François Eynaud, CEO du groupe VLH, évoque les grands enjeux dans l’industrie touristique, notamment les défis liés à la communication digitale. Il parle aussi de l’avenir du groupe et de la nécessité de redonner confiance au business.

BUSINESMAG. Le secteur touristique connaît une embellie ces derniers mois. Est-il maintenant sur la voie d’une croissance robuste ?

Nous constatons, en effet, une belle reprise de notre industrie touristique depuis 2015 avec une croissance des arrivées à double chiffre en 2015 et sans doute en 2016. Cette croissance est facilitée par des facteurs externes comme l’insécurité dans certains pays et le dollar fort qui rend certaines destinations moins compétitives. Les facteurs internes qui expliquent cette reprise sont le nouveau dynamisme insufflé par le ministère du Tourisme et la Mauritius Tourism Promotion Authority, ainsi que l’amélioration de l’accès aérien avec de nombreuses nouvelles compagnies aériennes desservant Maurice. On peut dire également que cette reprise est un rattrapage de la faible croissance touristique entre 2009 et 2014.

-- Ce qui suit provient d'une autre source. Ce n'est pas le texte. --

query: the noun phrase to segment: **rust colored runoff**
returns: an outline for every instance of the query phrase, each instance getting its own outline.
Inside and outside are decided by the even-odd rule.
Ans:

BUSINESMAG. Il y a quelques années, on disait que Maurice avait un problème de visibilité à l’étranger. La situation a-t-elle évolué ?

La visibilité de Maurice est définitivement en train d’évoluer dans le bon sens. La MTPA a été restructurée. Elle travaille maintenant avec beaucoup plus de rigueur et de planification, notamment pour les campagnes de promotion sur les marchés et avec l’utilisation des outils digitaux. Les hôteliers se sont également mis à la communication digitale, notamment sur les réseaux sociaux et cela améliore notre visibilité.

BUSINESMAG. À quel point les outils technologiques ont-ils modifié l’industrie du voyage ?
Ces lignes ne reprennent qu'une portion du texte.